El concejal delegado de la estación de esquí La Covatilla, Javier Garrido, junto al alcalde de Béjar, Antonio Cámara, y el concejal de Deportes, Luis Hernández, ha ofrecido una comparecencia para informar sobre el preocupante estado de las instalaciones de la estación, tras encargar una auditoría técnica a una empresa especializada el pasado mes de agosto.
La situación que describe el informe es alarmante. Las sillas del telesilla están desmontadas y el cable apenas sujeto para evitar que toque el suelo. La pieza más crítica es un pistón de 3.000 kilos que deberá ser enviado a Francia para su reparación, lo que retrasará los trabajos al menos mes y medio, sin contar la reinstalación y la inspección V7, necesaria para su reapertura, así como los trámites ante la Junta de Castilla y León.

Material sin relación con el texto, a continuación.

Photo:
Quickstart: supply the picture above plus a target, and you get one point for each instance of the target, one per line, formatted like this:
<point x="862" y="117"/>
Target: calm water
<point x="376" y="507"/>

Las imágenes facilitadas reflejan fielmente el abandono denunciado: acumulación de chatarra, herramientas desorganizadas y graves desperfectos en el asfaltado del aparcamiento de la estación. Según el edil, estas condiciones son consecuencia directa de la falta de mantenimiento durante los últimos dos años. "No se han desbrozado las pistas, ni se ha atendido la maquinaria ni los cañones de nieve", denunció Garrido.

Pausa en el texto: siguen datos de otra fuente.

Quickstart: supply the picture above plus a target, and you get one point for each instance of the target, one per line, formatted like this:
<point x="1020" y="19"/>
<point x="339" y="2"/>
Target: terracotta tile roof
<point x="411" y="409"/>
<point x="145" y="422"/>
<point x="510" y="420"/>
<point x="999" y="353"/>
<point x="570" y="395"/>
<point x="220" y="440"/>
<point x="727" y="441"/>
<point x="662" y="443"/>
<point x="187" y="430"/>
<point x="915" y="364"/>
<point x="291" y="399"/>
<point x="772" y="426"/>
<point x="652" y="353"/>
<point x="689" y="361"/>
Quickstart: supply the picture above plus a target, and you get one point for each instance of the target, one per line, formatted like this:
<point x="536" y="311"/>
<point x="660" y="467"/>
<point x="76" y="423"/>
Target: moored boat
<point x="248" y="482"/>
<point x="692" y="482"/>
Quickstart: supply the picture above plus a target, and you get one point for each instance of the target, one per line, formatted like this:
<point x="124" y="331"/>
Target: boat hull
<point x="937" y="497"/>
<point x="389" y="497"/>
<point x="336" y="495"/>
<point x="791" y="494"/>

A pesar del mal estado, el equipo de Gobierno ya ha comenzado los preparativos para tratar de abrir la estación esta temporada. Se han tramitado ya 20 contratos para la adquisición de piezas, materiales y recambios, y está abierta la oferta de empleo para diferentes puestos relacionados con el funcionamiento de la estación.
Además, Garrido ha confirmado que la Diputación de Salamanca ya ha fijado fechas para los tradicionales Bautismos Blancos, con el objetivo de abrir cuanto antes la zona de Debutantes, clave para atraer a escolares y generar ingresos.